Therefore, we need an ontology-design pattern or some other mechanism (as well as tool support), to specify that a particular existential restriction is reciprocal:

classX propertyP some classY ⇒

classY propertyP some classX

This expression is, in essence, a definition of another ontology-design pattern. If we have tool support for such a pattern, the user needs only to mark a restriction as reciprocal, and the tool can create the second restriction automatically.

3.5. Defining classes by numeric ranges of properties

Lack of the ability to specify numeric ranges (e.g., saying that a teenager is a person whose age is between 13 and 19) in OWL has been noted numerous times (Stevens et al., 2007). Like many other ontologies and terminologies, the NCI Thesaurus also requires the use of numeric ranges to represent some of its concepts. Consider, for example, a class such as Bone_Marrow_Dysplasia_Present_in_50_Percent_or_More_of_the_Cells_of_Two_Cell_Lines. This class inherently contains a numeric range in its definition: it is a value range for a property representing the percentage of specific cells present in cell lines. Thus, the restriction on this property must include a numeric range restriction.

Furthermore, with the NCI Thesaurus, many queries related to genes and their locations require reasoning with restrictions involving numbers or numeric ranges.

For example, genes have locations on chromosomal bands. Figure 4 shows the location definitions for a gene and for a chromosomal band. We want to be able to answer the following types of queries:

Fig. 4. Definition of a specific Gene.

Fig. 4

The chromosomal location is part of the definition. The location specifies a band on the chromosome and we want to be able to infer that location, such as _1q23, is part of this band.

  • – A person has an abnormality: they are missing a particular band on the chromosome. Which genes are affected?

  • – If the missing band is, for example, _1p35-p32, the result should include genes that have location chromosomal location _1p34

While the language itself does not have numeric ranges, many OWL editors, such as Protégé-OWL, enable users to represent numeric ranges by using user-defined XML schema datatypes.

In general, DL classifiers have shied away from dealing with someValuesFrom and hasValue restrictions for datatype properties in OWL. However, many queries related to genes and their locations require reasoning with these types of restrictions. Modeling and use of many ontologies and terminologies require such representation and reasoning.

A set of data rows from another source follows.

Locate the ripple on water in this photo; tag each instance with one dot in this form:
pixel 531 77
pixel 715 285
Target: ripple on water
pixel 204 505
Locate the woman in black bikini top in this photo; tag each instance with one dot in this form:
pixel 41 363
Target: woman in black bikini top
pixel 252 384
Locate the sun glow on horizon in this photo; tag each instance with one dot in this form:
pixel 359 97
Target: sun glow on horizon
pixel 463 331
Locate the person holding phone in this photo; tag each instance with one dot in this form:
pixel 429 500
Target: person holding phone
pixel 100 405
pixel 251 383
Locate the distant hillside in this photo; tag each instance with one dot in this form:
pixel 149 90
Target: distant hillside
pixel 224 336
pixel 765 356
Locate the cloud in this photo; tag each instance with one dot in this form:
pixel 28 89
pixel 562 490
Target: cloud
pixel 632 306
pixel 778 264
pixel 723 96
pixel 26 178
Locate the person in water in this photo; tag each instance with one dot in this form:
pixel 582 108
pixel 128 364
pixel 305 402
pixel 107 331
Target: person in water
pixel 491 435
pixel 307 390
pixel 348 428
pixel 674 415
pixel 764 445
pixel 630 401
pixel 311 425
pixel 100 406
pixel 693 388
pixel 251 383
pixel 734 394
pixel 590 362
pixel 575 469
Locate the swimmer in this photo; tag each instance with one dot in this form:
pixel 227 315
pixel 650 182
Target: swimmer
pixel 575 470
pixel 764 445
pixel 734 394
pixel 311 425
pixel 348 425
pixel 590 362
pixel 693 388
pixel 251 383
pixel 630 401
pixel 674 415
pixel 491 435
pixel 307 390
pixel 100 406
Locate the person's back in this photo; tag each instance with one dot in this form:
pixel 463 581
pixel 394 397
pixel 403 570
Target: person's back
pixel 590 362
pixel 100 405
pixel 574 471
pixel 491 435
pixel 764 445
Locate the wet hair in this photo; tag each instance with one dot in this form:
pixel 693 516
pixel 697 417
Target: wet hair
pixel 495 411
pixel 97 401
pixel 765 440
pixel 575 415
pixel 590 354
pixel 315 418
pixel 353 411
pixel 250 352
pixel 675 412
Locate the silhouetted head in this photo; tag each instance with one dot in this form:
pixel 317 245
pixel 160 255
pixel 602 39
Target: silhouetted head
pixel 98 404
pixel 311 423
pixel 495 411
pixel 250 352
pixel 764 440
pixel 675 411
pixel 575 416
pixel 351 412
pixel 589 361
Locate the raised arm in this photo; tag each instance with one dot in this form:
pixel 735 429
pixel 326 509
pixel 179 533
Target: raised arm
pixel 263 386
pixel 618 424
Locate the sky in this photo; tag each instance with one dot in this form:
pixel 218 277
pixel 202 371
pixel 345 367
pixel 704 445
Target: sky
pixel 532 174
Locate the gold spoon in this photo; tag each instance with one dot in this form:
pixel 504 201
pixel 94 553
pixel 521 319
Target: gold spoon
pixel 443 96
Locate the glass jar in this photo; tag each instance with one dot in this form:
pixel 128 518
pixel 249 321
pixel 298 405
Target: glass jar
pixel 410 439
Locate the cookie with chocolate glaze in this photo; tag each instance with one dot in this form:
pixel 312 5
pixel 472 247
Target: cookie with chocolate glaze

4. Using Ontology Design Templates To Specify Similar Classes

The ontology-design patterns that we suggested in the previous section (such as the ones for role chains and reciprocal restrictions) deal with hiding some of the complexities of standard sets of statements, allowing users to specify these sets at a more abstract level. The ontology-design patterns are independent of a particular ontology or terminology and are defined at the level of the ontology language. Ontology templates, which we introduce in this section, are another way of modularizing ontology development and facilitating the modeling process for domain experts. One can think of an ontology template for a class as, essentially a “default” definition of a class, with some values to be filled in by the user who defines the class. We present some template examples later in this section.

As we noted earlier, the NCI Thesaurus is structured around 22 basic kinds, such as Diseases, Genes, Anatomy, and so on. Each kind has a certain set of properties that are defined for it. And for each kind, some of these properties are definitional (a set of necessary and sufficient conditions that fully defines a class) and some are necessary. In general, for each kind in the NCI Thesaurus, we can identify the set of definitional properties and restrictions and the necessary restrictions that need to be made more specific in subclasses. For example, the NCI Thesaurus developers mostly agree that the following roles are defining roles for all Genes classes (subclasses of the class Gene) and should be necessary and sufficient conditions in the definitions of genes:

  • Gene_Found_In_Organism (such as Human, which is the case for 99% of the cases in the NCI Thesaurus)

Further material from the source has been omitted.